Exchange Server 2013 : Defining a Highly Available Messaging Solution - Defining the Cost of Downtime, Planning for Failure

11/19/2013 6:46:39 PM

1. Defining the Cost of Downtime

Defining the cost of downtime may appear to be an emotional measure, and it may seem somewhat intangible. In this section, we will look at turning some of the intangibles back into definable measures.

Often the actual cost of downtime may be difficult to measure without an understanding of the business in question and how the services provided by Exchange fit into the processes deemed mission critical. We will examine a number of examples of businesses in different vertical markets:

A financial brokerage may email customers throughout the day about stock evaluations. Customers may then interact with brokers, giving instructions to buy or sell.
A law firm may use email to receive instructions from its clients, send and receive documents for approval, and store and file email. While legal representatives are in court, they may call on their colleagues to forward urgent documentation or correspondence via email to their phones, tablets, or laptops.
Retailers nowadays conduct much of their business online. Customers order products online and are notified via email about the progress of their shipments. If the products ordered are perishable, deliveries may be time-critical.

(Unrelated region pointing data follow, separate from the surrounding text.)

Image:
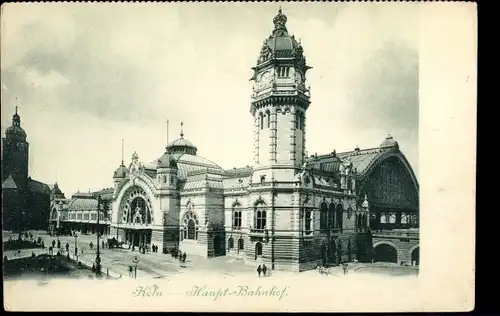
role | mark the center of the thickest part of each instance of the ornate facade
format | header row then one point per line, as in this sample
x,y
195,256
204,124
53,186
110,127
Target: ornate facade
x,y
287,210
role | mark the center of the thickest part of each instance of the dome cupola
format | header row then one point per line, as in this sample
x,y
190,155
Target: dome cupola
x,y
389,141
181,145
166,161
15,132
280,44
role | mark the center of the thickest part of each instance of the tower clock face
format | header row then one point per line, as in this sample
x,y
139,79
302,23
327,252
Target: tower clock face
x,y
265,78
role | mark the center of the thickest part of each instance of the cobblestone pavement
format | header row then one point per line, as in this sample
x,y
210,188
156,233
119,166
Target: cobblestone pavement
x,y
159,265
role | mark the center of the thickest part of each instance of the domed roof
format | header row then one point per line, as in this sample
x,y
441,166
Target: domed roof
x,y
167,161
389,141
280,43
181,145
15,131
120,172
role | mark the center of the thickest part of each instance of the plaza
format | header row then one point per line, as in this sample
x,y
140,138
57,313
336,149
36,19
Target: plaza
x,y
116,262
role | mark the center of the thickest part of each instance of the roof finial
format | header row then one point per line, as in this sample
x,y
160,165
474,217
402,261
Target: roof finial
x,y
122,152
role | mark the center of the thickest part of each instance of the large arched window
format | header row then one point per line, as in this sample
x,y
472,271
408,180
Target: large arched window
x,y
236,216
237,219
260,219
331,215
340,216
307,218
323,216
190,223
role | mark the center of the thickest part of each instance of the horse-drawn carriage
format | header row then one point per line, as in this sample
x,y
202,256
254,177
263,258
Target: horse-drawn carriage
x,y
114,243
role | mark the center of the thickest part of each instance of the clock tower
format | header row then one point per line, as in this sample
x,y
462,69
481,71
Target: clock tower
x,y
15,152
279,103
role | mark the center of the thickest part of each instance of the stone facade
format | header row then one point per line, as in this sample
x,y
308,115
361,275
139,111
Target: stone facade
x,y
287,210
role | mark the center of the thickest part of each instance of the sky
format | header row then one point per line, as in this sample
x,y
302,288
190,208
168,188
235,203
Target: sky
x,y
87,75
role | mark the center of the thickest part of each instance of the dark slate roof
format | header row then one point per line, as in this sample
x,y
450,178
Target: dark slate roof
x,y
106,194
362,159
38,187
9,183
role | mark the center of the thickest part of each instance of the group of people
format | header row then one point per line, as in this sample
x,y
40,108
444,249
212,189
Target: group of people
x,y
262,270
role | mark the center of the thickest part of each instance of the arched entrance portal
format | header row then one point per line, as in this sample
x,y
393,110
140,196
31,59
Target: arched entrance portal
x,y
135,218
258,250
385,253
218,246
415,256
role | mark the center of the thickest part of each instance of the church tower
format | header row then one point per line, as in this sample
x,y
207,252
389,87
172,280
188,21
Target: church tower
x,y
15,152
279,103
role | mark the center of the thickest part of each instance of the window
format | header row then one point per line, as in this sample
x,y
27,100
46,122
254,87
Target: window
x,y
323,216
404,218
307,221
190,223
236,219
260,220
331,215
283,72
340,216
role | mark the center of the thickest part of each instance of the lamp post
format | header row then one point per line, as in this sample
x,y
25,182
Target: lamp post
x,y
76,248
135,261
98,258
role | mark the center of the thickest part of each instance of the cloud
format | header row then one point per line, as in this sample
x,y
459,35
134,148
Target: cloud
x,y
89,74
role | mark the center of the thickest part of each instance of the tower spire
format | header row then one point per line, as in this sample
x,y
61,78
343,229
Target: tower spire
x,y
122,152
167,134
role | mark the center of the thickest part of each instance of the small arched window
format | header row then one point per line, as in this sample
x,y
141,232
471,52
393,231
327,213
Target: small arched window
x,y
260,219
237,219
323,216
307,221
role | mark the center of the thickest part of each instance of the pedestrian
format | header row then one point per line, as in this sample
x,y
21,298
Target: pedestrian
x,y
344,267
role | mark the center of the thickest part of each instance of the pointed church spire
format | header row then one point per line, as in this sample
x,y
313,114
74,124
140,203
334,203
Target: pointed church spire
x,y
122,152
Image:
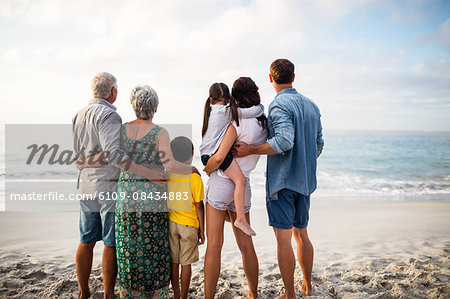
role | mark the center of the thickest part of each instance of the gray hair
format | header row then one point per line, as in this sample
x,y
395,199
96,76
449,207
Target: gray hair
x,y
101,85
144,101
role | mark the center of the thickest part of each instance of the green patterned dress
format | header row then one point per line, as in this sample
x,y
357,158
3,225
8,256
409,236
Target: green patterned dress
x,y
141,226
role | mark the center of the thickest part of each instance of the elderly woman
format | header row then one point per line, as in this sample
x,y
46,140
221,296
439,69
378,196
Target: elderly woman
x,y
141,221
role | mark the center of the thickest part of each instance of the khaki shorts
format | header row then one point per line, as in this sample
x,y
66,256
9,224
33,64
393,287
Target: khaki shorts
x,y
183,240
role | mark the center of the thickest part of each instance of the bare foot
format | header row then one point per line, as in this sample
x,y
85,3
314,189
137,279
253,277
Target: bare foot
x,y
245,227
306,290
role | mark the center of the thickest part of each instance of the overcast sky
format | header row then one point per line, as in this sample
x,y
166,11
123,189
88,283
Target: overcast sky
x,y
377,65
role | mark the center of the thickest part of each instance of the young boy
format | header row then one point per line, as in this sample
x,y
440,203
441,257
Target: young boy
x,y
186,217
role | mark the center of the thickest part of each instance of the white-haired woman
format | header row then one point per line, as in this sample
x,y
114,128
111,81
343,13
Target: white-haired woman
x,y
142,237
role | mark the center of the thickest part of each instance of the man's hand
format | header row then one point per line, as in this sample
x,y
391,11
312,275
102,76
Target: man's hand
x,y
240,149
201,237
96,160
156,176
195,170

Each of these businesses has a critical path enabled by email and an average cost or value associated with it. For example, if an average day's worth of transactions is $500,000, and this amount represents 1,000 transactions, the average transaction value is easily calculated as $500. The financial transaction may have multiple email interactions associated with it, so there is little point in trying to calculate the average cost of an email. If the bulk of the transactions are occurring over a 10-hour period, and assuming that customers' transactions occur evenly throughout the day, then each hour's transactions may be worth $50,000.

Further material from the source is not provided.